Well, the casualties the Taliban have suffered have at least given them reason to stop fighting for now:
In Afghanistan, the Taliban have called a halt to their Summer Offensive. They pitch this as a "pause" while they wait for people to starve (a drought in the south has halved the wheat harvest there, putting over two million people at risk of starvation) and for the Hizbollah attack on Israel to get Afghans suitably enraged. At that point, the Taliban will call upon the 300,000 men who used to serve in their army and police force, to lead the population in a national uprising. This will bring the government down, and the Taliban back to power. That's the Taliban explanation for their timeout.

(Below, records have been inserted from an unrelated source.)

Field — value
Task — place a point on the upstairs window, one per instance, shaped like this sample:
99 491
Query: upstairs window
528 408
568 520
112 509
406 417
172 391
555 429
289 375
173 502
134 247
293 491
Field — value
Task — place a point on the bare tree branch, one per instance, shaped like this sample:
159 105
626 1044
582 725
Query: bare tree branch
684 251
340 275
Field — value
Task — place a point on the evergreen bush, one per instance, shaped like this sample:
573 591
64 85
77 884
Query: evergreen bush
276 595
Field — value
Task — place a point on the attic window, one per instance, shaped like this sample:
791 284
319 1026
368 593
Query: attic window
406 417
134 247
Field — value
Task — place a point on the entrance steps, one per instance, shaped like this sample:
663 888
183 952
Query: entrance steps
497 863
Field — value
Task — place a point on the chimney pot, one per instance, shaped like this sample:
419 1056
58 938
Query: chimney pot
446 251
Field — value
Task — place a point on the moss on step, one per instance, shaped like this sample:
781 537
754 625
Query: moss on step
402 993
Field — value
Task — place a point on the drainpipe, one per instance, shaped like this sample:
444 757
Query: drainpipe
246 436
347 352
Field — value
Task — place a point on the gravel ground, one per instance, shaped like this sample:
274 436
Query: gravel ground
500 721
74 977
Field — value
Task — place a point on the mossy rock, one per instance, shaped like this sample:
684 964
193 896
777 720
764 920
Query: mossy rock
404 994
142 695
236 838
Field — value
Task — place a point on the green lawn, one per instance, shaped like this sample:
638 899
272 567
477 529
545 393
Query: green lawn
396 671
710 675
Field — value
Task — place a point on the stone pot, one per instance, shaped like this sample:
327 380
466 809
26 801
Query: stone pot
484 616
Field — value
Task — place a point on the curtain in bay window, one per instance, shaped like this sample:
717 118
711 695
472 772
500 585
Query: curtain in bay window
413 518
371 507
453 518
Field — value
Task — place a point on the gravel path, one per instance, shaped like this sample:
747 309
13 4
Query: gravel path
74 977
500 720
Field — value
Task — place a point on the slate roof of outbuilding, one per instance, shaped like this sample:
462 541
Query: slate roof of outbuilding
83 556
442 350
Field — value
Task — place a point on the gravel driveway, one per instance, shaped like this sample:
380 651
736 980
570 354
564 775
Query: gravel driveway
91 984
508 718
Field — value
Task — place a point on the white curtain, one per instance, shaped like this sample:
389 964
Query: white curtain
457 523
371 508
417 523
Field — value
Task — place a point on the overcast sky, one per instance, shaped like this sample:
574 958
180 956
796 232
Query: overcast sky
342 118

Few friends in Afghanistan. Few successes against the Coalition or government. And fewer gunmen to go on suicidal attacks on government and Coalition forces.
The Taliban pause is significant considering they were going all out to hit the new NATO forces and discourage NATO countries from fighting in Afghanistan. Instead, the Taliban got a bit discouraged.
So killing the enemy does have a good effect. A third of them dead got them to pause. At some level, it will get them to give up entirely. Or we just shoot for 100% dead, I suppose. That erases that problem of whether to give them attorneys and culturally sensitive meals.
Oh, and note that the Strategypage post that notes the discouraged Taliban is separated by the prior Strategypage post noted in my linked post by about three weeks. It is often difficult to see and appreciate the difficulties of our enemies. They don't advertise their problems. Our difficulties in contrast are easy to see. So we can think we are failing to win even as we kill the enemy is lopsided battles. Yet now the Taliban are clearly discouraged.
Pursue the enemy. Kill them. That is always discouraging.